How I love Colombian arroz con pollo and for so many reasons! That aroma of Colombian seasoning that can be smelled from any corner of your house. The vibrant color of the achiote (anatto) and the medley of vegetables is absolutely gorgeous, the picture alone says it all. And the flavor! That flavor! It has a little bit of everything, chicken, seasoned rice, all kinds of vegetables, sauce, it’s simply delicious. And the best part, it’s one of the most inexpensive dishes you can make that will feed an entire platoon. Which is the reason why arroz con pollo is one of the most popular meals that is served at a party where you can expect a lot of guests. A true Colombian has eaten this dish at the reception of a baptism, first communion, graduation and wedding.

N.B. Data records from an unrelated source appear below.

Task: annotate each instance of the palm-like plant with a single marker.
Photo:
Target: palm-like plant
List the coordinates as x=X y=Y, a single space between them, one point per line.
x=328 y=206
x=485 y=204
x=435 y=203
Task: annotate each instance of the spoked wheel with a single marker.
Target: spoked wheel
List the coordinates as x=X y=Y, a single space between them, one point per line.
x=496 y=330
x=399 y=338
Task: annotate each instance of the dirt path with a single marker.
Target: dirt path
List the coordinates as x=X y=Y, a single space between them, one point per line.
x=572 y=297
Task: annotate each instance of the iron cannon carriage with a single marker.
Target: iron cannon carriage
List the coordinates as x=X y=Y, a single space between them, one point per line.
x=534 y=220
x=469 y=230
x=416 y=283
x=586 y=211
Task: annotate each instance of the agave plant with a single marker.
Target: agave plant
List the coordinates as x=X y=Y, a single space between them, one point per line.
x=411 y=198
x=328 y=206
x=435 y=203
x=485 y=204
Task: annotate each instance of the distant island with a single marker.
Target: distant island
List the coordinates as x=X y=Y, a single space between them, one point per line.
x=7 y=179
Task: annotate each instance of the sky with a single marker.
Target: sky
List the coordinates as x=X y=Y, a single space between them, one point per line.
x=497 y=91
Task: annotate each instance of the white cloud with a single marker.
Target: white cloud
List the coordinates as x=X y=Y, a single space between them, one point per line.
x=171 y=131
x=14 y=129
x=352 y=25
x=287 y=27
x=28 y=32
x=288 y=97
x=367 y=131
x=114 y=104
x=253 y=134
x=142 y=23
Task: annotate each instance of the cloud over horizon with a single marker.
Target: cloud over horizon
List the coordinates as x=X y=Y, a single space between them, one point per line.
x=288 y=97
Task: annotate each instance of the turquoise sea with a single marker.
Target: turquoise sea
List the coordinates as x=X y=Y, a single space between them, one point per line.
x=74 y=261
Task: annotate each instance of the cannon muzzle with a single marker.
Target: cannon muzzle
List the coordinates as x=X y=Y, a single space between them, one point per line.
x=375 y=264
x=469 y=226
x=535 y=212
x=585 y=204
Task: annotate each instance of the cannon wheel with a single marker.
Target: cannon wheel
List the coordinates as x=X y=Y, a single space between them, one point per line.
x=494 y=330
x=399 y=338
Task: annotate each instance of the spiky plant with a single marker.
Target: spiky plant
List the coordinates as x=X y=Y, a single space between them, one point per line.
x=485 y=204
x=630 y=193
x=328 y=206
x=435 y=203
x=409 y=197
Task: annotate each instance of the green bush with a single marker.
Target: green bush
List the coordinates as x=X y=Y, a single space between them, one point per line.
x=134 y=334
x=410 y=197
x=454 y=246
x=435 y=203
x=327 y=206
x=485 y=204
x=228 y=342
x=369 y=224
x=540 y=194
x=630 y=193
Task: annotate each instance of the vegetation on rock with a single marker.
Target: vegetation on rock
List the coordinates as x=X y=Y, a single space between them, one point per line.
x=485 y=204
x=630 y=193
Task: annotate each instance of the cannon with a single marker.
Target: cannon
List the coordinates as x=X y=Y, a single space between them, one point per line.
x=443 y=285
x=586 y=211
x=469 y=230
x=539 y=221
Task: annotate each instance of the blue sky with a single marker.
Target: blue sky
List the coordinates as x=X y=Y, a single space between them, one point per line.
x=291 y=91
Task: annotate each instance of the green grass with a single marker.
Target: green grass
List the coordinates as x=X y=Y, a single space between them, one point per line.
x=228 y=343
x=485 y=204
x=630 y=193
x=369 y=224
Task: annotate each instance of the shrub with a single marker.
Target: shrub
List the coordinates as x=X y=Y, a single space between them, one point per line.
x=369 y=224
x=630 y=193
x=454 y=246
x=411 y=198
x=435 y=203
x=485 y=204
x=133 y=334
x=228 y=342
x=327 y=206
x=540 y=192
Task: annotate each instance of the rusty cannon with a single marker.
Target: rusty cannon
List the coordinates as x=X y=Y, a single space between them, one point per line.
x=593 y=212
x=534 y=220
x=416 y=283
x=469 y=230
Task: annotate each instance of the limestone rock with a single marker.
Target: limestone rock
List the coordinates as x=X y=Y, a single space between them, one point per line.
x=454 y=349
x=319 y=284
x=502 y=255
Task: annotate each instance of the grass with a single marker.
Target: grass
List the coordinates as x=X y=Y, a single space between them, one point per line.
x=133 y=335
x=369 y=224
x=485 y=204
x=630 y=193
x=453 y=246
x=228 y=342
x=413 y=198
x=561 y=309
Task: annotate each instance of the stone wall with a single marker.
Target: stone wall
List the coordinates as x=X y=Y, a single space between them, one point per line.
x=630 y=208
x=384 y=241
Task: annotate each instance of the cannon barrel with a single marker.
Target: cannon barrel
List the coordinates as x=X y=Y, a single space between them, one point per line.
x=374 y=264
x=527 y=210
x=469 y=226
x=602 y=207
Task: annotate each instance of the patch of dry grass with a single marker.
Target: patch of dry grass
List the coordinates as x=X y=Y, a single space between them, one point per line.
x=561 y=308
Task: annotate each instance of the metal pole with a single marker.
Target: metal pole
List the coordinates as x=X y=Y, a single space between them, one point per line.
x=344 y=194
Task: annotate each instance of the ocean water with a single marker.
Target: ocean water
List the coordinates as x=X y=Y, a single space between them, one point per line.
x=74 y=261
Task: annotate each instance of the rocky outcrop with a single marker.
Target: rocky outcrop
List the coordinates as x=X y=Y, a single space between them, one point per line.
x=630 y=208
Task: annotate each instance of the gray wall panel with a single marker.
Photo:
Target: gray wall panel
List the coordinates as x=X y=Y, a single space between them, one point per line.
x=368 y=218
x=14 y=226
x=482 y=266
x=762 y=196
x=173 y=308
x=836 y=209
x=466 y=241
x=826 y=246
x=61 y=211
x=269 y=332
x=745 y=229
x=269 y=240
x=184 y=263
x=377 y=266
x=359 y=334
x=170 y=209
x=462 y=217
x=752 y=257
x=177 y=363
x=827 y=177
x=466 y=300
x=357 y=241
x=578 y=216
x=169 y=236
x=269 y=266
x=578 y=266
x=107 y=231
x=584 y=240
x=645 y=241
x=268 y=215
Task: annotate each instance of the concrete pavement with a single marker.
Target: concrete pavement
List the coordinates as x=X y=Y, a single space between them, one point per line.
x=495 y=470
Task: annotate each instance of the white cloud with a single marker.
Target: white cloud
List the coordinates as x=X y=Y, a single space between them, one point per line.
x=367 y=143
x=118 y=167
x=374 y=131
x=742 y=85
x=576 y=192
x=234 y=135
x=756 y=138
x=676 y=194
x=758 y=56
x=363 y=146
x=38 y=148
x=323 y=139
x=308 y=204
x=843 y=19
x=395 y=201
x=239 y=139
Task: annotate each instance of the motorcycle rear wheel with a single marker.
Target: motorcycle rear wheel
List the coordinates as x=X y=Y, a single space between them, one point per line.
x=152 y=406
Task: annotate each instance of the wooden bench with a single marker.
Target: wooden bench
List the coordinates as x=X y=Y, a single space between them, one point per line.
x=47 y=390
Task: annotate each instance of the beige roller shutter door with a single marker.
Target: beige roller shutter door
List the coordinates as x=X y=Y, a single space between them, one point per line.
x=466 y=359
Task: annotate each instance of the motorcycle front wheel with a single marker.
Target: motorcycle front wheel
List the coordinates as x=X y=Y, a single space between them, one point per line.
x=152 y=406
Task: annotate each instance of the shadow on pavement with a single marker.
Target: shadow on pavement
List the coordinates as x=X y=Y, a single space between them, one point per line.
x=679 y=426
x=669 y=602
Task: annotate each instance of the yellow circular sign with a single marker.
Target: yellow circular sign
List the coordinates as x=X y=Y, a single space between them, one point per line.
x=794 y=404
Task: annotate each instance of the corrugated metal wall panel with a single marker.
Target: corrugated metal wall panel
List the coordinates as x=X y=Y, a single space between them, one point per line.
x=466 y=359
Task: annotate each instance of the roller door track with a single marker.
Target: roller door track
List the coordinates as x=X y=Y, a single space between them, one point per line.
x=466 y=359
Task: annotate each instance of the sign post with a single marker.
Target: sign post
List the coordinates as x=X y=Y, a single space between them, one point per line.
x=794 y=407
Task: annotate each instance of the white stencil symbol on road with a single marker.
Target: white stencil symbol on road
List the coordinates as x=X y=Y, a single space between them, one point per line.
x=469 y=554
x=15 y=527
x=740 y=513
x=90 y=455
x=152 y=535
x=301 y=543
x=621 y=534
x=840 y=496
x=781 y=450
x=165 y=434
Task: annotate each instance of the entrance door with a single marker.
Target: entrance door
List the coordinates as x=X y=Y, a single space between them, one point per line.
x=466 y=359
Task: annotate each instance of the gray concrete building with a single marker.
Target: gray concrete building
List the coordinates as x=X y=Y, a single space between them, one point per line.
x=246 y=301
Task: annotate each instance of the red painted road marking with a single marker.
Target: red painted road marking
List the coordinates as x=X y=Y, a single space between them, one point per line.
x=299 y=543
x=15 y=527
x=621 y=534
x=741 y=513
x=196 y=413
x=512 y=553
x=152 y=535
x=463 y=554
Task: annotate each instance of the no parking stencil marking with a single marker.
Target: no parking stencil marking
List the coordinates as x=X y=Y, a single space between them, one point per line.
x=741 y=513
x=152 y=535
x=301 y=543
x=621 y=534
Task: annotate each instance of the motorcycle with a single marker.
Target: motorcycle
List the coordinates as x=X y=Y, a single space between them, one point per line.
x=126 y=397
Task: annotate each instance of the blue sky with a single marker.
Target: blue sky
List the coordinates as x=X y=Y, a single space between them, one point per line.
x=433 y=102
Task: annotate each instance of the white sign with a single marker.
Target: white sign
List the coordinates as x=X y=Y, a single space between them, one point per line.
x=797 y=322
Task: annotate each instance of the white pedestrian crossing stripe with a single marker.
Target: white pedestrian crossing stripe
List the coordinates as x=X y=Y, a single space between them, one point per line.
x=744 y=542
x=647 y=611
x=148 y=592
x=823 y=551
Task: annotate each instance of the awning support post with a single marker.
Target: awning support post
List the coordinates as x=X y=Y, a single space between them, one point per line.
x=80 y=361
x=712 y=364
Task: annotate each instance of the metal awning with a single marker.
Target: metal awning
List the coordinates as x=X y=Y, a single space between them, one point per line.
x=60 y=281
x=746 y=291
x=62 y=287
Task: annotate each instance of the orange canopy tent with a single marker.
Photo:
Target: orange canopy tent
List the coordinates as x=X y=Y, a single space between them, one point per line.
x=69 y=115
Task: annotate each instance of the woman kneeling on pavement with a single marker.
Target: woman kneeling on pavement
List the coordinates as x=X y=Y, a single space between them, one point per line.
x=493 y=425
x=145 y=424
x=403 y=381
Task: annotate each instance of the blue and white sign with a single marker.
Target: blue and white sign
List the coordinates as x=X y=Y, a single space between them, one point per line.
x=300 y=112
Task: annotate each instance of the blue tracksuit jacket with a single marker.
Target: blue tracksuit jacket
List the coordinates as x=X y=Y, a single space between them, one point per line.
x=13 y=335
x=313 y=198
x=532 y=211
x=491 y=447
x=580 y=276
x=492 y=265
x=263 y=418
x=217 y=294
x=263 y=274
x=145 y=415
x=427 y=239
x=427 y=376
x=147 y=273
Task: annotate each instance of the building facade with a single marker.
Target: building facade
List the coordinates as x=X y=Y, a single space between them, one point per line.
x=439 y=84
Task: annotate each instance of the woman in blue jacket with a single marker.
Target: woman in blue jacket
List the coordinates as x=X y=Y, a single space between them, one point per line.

And that’s why there is an enormous amount of different recipes for the famous arroz con pollo because it’s not only made in Colombia, but all throughout Latin America since in essence it’s the Creole version of the Spanish paella. In the US is very common to make it with chicken thighs and drumsticks that are cooked with the seasoned rice and served the same way. In Colombia we make it a little bit different because we mainly use chicken breasts that are shredded and seasoned well.
In recent years I have been making it in different ways, following different recipes and changing several ingredients. The recipe that I’m sharing with you today is the final version that I always make at home. The last touch was adding tomato sauce to the chicken for two reasons, one, to give it more flavor because I noticed that a lot of times the chicken was tasteless and too dry. And two, to add more color because an arroz con pollo with chicken breasts pieces that are white and pale is not very appetizing even if they’re bursting with flavor. But, I want to emphasize that adding the tomato sauce is completely optional, like I said earlier it’s just a little touch I added to the chicken to give it more color and flavor.
Cook the chicken in enough water at medium heat for 30-35 minutes. Once cooked, remove them from the pot and let them rest. Reserve the chicken stock to make the rice.
To make the rice, boil two cups of the chicken stock in a medium pot, add the rice, oil, Sazón Goya and salt. Cover and reduce heat to low and cook for 20 minutes. Once cooked, fluff the rice with a fork.
To cook the vegetables, boil enough water in a medium pot, add the carrots, green beans and salt. Cook on medium heat for 4 minutes. After 4 minutes, add the peas and cook for another 4-5 minutes. Once cooked, drain and set aside.
Once the chicken is cool and rested, shred it with two forks and set aside.
To make the sauce, put the tomato sauce in a medium bowl, add the cumin, garlic, onion and salt. Stir well and add the shredded chicken. Make sure the chicken is coated thoroughly with the sauce.
Heat 1 tbsp of oil in a large pan at medium heat and add the bell peppers. Cook for 3 minutes. Add the salt and Sazón Goya and cook for another 3 minutes or until they’re softened. Add the chicken and cook for another 2 minutes or until the chicken is heated thoroughly.
To assemble the arroz con pollo, put the rice, cooked vegetables, chicken and peppers and chopped cilantro in a large serving dish. Stir well before serving.